Kwartalnik x1| 2021
Minął pierwszy kwartał tego roku, więc pora na co trzymiesięczny kwartalnik. Zabawne, wymyśliłam sobie takie kwartalne podsumowanie, a potem nigdy nie mogę się zebrać, aby dokończyć ten tekst. Gdybym wymyśliła sobie coś takiego co miesiąc, to pewnie nie pojawiałoby się nic :D
Przez te trzy miesiące pojawiło się tylko... pięć postów. No cóż, tak wyszło. Liczę, że teraz będzie lepiej, bo serio mam pomysły i lubię pisać, ale gdy przychodzi do tego, że mam zrobić coś, żeby miało ład, skład i sens, to... czasem mi się nie chcę. Siedzi we mnie taki leniwiec, pomimo tego, że robię to, co lubię. Choć nie wiem, jak będzie w kwietniu, bo rozpoczęło się Camp NaNaNoWriMo (czym jest NaNo pisałam w grudniu), więc ten miesiąc jest dla mnie miesiącem pisania mojego opowiadania.
Post z minionych trzech miesięcy, który wzbudził Wasze największe zainteresowanie to: 12 dobrych rzeczy, które spotkały mnie w 2020 roku, natomiast najlepszy według mnie to; Jak zrobić prosty chleb bez zakwasu i drożdży? To było dla mnie mega odkrycie i jak już sobie wypracowałam odpowiednią recepturę, to musiałam się nią podzielić.

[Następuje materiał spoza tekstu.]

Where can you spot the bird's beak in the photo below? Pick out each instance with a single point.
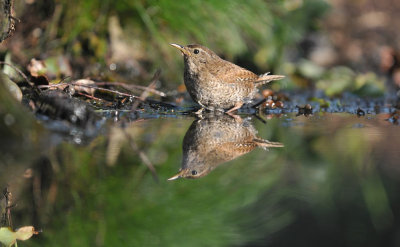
(181, 48)
(178, 175)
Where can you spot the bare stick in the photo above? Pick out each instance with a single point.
(19, 71)
(131, 86)
(89, 86)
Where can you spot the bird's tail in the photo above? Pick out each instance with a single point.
(267, 144)
(265, 78)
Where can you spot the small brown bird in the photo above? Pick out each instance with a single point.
(216, 84)
(214, 140)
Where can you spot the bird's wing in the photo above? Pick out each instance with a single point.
(231, 73)
(266, 78)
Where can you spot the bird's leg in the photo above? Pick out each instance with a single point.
(198, 112)
(236, 117)
(235, 107)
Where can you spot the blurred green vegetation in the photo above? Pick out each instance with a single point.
(256, 33)
(258, 198)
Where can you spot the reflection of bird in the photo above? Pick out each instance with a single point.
(216, 84)
(212, 141)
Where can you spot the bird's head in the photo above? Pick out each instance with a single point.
(197, 57)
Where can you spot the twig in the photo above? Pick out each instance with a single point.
(89, 86)
(89, 96)
(19, 71)
(131, 86)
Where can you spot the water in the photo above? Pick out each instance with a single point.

To nie jest dobry czas fotograficznie, choć udało mi się wykonać dwie sesje brzuszkowe i to było moje pierwsze zetknięcie z tego typu fotografią :). Jestem nawet zadowolona z efektów, choć uważam, że mogły być lepsze. Jednak jak powiedziałam, nie narzekam, tym bardziej, że jedną z sesji wykonywałyśmy podczas mrozu. Efekty możecie zobaczyć na moim instagramie fotograficznym, bądź facebooku.
W tym czasie udało mi się odbyć również parę małych wycieczek w okolicy między innymi do Kampinoskiej Granicy - piękne miejsce i świetne na zdjęcia (widoczne obok :D)

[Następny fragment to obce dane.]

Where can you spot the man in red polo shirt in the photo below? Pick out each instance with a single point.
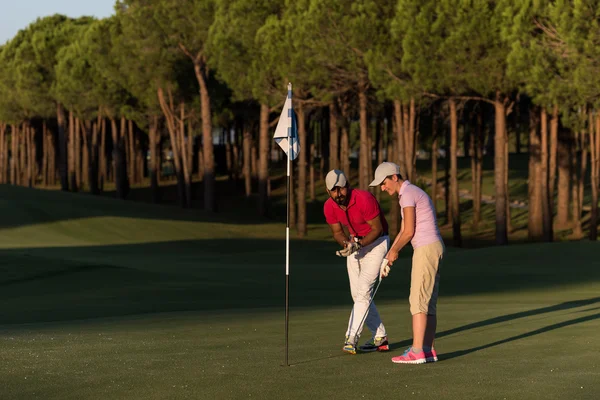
(364, 249)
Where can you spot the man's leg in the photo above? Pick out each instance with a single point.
(353, 277)
(375, 258)
(370, 259)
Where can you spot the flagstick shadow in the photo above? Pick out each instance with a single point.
(504, 318)
(510, 317)
(449, 356)
(317, 359)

Ostatnio niestety więcej oglądam, niż czytam, ale udało mi się w marcu przeczytać aż cztery książki, co jest niezłym wynikiem, biorąc pod uwagę, że ostatnio czytam o wiele mniej. Dokończyłam serię "Czarny Mag" Rachel E. Carter (trzy tomy) oraz przeczytałam "Wróżdę" autorstwa Marcina Sindera. Być może pojawi się kilka słów o tych powieściach.
Z seriali i filmów na pewno na uwagę zasługuje program "Uczta z Resztek", gdzie ludzie przygotowują potrawy z prawdziwych resztek. Byłam pod wrażeniem, oglądając jak jedzenie, które inni by normalnie wyrzucili, uczestnicy programu przemieniali w arcydzieła. Naprawdę polecam!
W marcu wzięłam także udział w wyzwaniu Kobiecej Foto Szkoły i udało mi się wytrwać przez wszystkie dni - chyba po raz pierwszy, z czego jestem naprawdę dumna :)
Na górze strony znalazł się link do mojego vinteda, na którego serdcznie zapraszam, ponieważ wystawiłam tam kilka książek, oraz jakieś pojedyńcze ubrania; może coś kogoś zainteresuje?
Co ciekawego znalazłam w internecie?
Bardzo ciekawy wpis na temat. zakupów i napisany w fajny sposób z bloga 365 dni dookoła życia.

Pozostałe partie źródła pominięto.